Dremio uses paths.dist as the cache location for holding accelerator, CREATE TABLE AS tables, job result, download and upload data, as indicated in documentation.
I would like to be able to keep accelerator data on local dremio nodes,
but use S3 for downloads results scratch and uploads.
Is it possible to specify that in dremio.conf ?
Please look here: http://docs.dremio.com/advanced-administration/configuration-files.html?h=dremio.conf
Not that you can keep acceleration data completely node local, but you can use different location for acceleration data and some others
Indeed. Thanks a lot @yufeldman !
By “node local” you mean local storage that is shared among all the nodes right? I think it would be great to use ephemeral storage on AWS servers for the acceleration cache but it’s local to a single node. Or would that work?
I understand by “node local”, as the disk space on local Dremio nodes. Dremio is using pdfs to distribute the storage over the nodes.
This storage plugin allows to query local filesystem metadata on remote nodes instances.
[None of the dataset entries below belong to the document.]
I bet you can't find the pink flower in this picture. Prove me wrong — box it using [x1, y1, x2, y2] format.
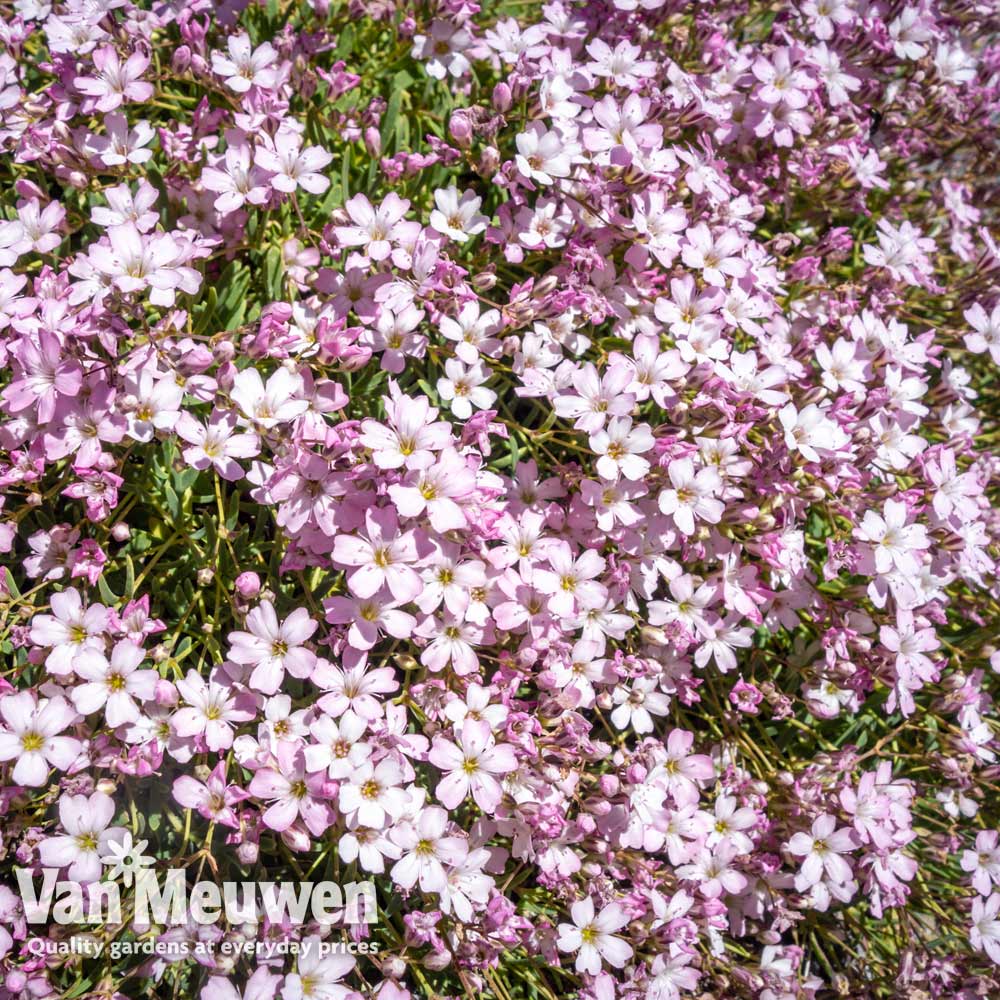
[390, 806, 468, 893]
[70, 641, 159, 729]
[170, 670, 254, 753]
[0, 691, 83, 788]
[333, 508, 421, 604]
[556, 896, 633, 976]
[787, 814, 855, 891]
[177, 410, 260, 482]
[73, 45, 153, 111]
[229, 601, 316, 694]
[248, 743, 333, 837]
[340, 757, 410, 830]
[38, 792, 126, 882]
[428, 719, 517, 815]
[282, 937, 357, 1000]
[198, 965, 283, 1000]
[335, 192, 410, 261]
[30, 589, 108, 676]
[173, 761, 250, 830]
[255, 128, 333, 194]
[212, 31, 278, 94]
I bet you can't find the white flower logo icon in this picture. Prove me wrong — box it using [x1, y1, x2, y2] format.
[101, 831, 155, 887]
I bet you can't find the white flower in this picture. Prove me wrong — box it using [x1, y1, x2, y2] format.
[431, 185, 489, 243]
[101, 830, 155, 886]
[437, 358, 497, 420]
[556, 897, 632, 976]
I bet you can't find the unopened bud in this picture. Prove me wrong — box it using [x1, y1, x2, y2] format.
[493, 80, 514, 114]
[448, 110, 472, 149]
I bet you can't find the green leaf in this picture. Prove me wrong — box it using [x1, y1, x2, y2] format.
[97, 576, 118, 604]
[264, 246, 285, 302]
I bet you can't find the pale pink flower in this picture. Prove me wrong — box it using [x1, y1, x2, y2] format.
[229, 601, 316, 694]
[0, 691, 83, 788]
[556, 896, 633, 976]
[428, 719, 517, 815]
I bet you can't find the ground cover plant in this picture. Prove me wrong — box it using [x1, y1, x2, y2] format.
[0, 0, 1000, 1000]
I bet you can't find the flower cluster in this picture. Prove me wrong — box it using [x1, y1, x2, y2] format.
[0, 0, 1000, 1000]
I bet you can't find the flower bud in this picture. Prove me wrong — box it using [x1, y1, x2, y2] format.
[236, 570, 260, 600]
[493, 80, 514, 114]
[236, 840, 260, 865]
[381, 955, 406, 979]
[448, 110, 472, 149]
[365, 125, 382, 156]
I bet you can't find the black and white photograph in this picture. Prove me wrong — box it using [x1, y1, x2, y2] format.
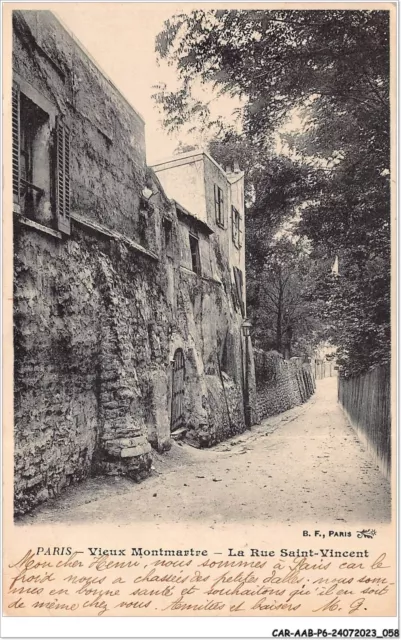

However, it only allows to open and/or create file on the local filesystem.
I see where this would allow other nodes to read parquet files written locally to a node.
I got this reply when I asked this question…
But your reply makes sense as well.
@swarren @dfleckinger hope this helps:
Dremio has 2 modes for distributed storage (reflections, downloads, etc. ):
- Use local node disks. In this mode, Dremio leverages available disk space across nodes to store data and also allow remote reads on this data across the cluster. However, we do not do replication (think HDFS) – which means if a node goes down, the reflection will be marked as invalid and will need to be refreshed.
- Use a shared storage layer (recommended for production): S3, HDFS, ADLS, etc.